You can find almost anything on the Internet.

The problem with this reared its head at the end of the day; I often found myself staring at more than two-dozen Firefox tabs – each of them valuable, but not valuable enough to go through the hassle of creating a new folder, bookmarking them, etc.

One day an email showed up. It was from a tiny software company, who wanted to talk about market research.

And they had this product called TabCorral (actually, it was eCorral back then).

I wanted it. Badly.

I was happy they became a client (I write & consult for a living, which amuses me too).

Their product – renamed TabCorral – allowed me to create groups of browser tabs (web pages, mostly), and to quickly add new tabs to those groups as needed.

And I could do it on the fly.

I created a corral containing all the useful writer’s resource pages I found.

Every time I came across a new one, I’d add it to the heap – in literally a couple seconds.

I could open the whole shebang if I wanted – all those tabs at once. Or I could search the corral for the one page I needed.

I also write several blogs, and the ability to quickly create a corral and add a half-dozen tabs to it – research for an article – was a huge time saver.

When the article was posted, I simply deleted the whole corral.

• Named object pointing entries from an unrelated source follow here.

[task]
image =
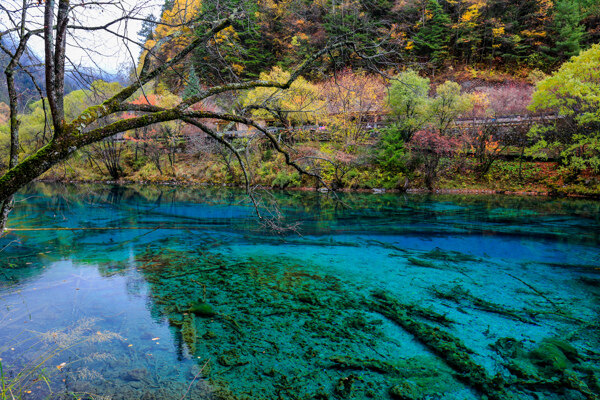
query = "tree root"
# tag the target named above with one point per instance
(446, 346)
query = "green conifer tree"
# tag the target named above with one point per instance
(434, 36)
(193, 84)
(567, 18)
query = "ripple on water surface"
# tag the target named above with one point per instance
(170, 293)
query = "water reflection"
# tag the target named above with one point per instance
(157, 291)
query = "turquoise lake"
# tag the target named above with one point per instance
(162, 292)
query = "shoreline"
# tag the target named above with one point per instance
(534, 193)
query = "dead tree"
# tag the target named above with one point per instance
(95, 123)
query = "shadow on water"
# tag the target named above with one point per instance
(161, 292)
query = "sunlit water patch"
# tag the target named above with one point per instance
(171, 293)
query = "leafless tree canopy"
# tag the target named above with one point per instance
(66, 32)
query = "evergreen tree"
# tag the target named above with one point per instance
(434, 36)
(146, 32)
(567, 17)
(193, 84)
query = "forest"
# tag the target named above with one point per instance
(434, 234)
(467, 95)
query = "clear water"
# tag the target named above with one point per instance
(375, 296)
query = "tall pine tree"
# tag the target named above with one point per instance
(433, 37)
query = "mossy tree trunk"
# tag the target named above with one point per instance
(92, 125)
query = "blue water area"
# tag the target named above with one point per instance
(160, 292)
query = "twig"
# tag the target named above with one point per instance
(195, 377)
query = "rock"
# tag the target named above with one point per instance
(405, 391)
(208, 335)
(138, 374)
(344, 386)
(202, 309)
(553, 356)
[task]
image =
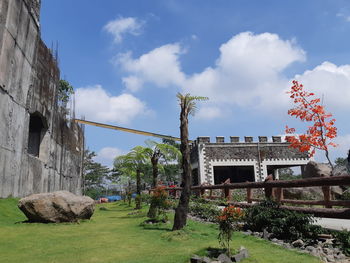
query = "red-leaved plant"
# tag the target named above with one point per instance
(228, 219)
(308, 109)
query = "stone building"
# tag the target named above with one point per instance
(215, 162)
(40, 150)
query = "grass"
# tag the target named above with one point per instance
(114, 236)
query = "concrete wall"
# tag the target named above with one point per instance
(29, 78)
(261, 155)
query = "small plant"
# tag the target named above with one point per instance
(204, 209)
(228, 220)
(160, 203)
(343, 239)
(282, 223)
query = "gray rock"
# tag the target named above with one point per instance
(310, 249)
(340, 170)
(56, 207)
(266, 235)
(298, 243)
(224, 258)
(243, 253)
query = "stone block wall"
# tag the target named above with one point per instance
(29, 78)
(262, 155)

I was happy. It was an alpha release and there were some bugs, but I loved the utility. The number and size of my corrals grew.

Then they started work on TabCorral Pro – the cloud-enabled version – and suddenly my corrals synchronized my desktop and two laptops.

You know that old ad headline – “I liked the product so much I bought the company?

I’m a writer, so I’m not buying any companies.

But I did like the product enough to help them write their blog.

Here, you should expect to find tips, ideas, brainstorms, the occasional bit of news and other TabCorral information.